Search code examples
pythonpython-3.xpandasplotcorrelation

How to make a correlation plot with a certain lag of two time series


I am trying to plot the autocorrelation between two Time Series in search for a needed lag. Python statsmodels.graphics.tsaplots library offers a plot_acf for investigation of the lagged impact of Time Series on itself.

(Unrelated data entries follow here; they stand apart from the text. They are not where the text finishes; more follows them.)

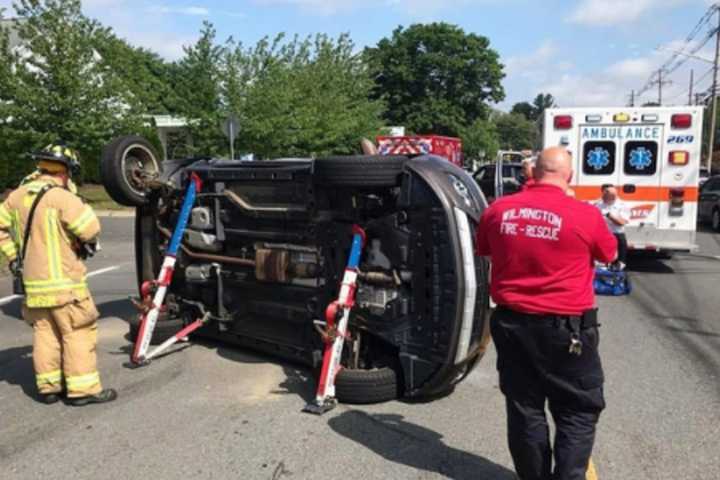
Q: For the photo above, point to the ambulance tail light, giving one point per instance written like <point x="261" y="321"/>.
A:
<point x="681" y="120"/>
<point x="679" y="157"/>
<point x="563" y="122"/>
<point x="677" y="201"/>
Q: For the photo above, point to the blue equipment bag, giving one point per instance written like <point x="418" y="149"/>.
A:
<point x="611" y="282"/>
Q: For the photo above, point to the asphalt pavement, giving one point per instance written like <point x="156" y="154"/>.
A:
<point x="211" y="411"/>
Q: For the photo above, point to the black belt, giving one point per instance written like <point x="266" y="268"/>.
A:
<point x="588" y="319"/>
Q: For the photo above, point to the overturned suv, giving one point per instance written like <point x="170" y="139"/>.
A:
<point x="268" y="241"/>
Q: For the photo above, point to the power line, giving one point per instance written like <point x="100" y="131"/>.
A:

How could I plot this lagged correlation to explore one Time Series impacting another Time Series to understand which lag I should choose?


Solution

  • https://stackoverflow.com/users/7094244/michael-grogan thank you for the explanation of "autocorrelation" and "crosscorrelation". I would rather suggest converting your plot image in more "statistical". For example like this one I made:

    plt.xcorr(TS1, TS2, usevlines=True, maxlags=20, normed=True, lw=2)
    plt.grid(True)
    plt.axhline(0.2, color='blue', linestyle='dashed', lw=2)
    plt.ylim([0, 0.3])
    plt.title("Cross-correlation")
    

    Cross-correlation plot image

    As you could find from the plot, I have a very special case with almost no correlation. Ideally, you should rewrite

    plt.set_ylim([0, 0.3])
    

    as

    plt.set_ylim([0, 1]) 
    

    to see a all correlation bounds. And, normaly, correlation of >=0.2 is considered to be statistically significant.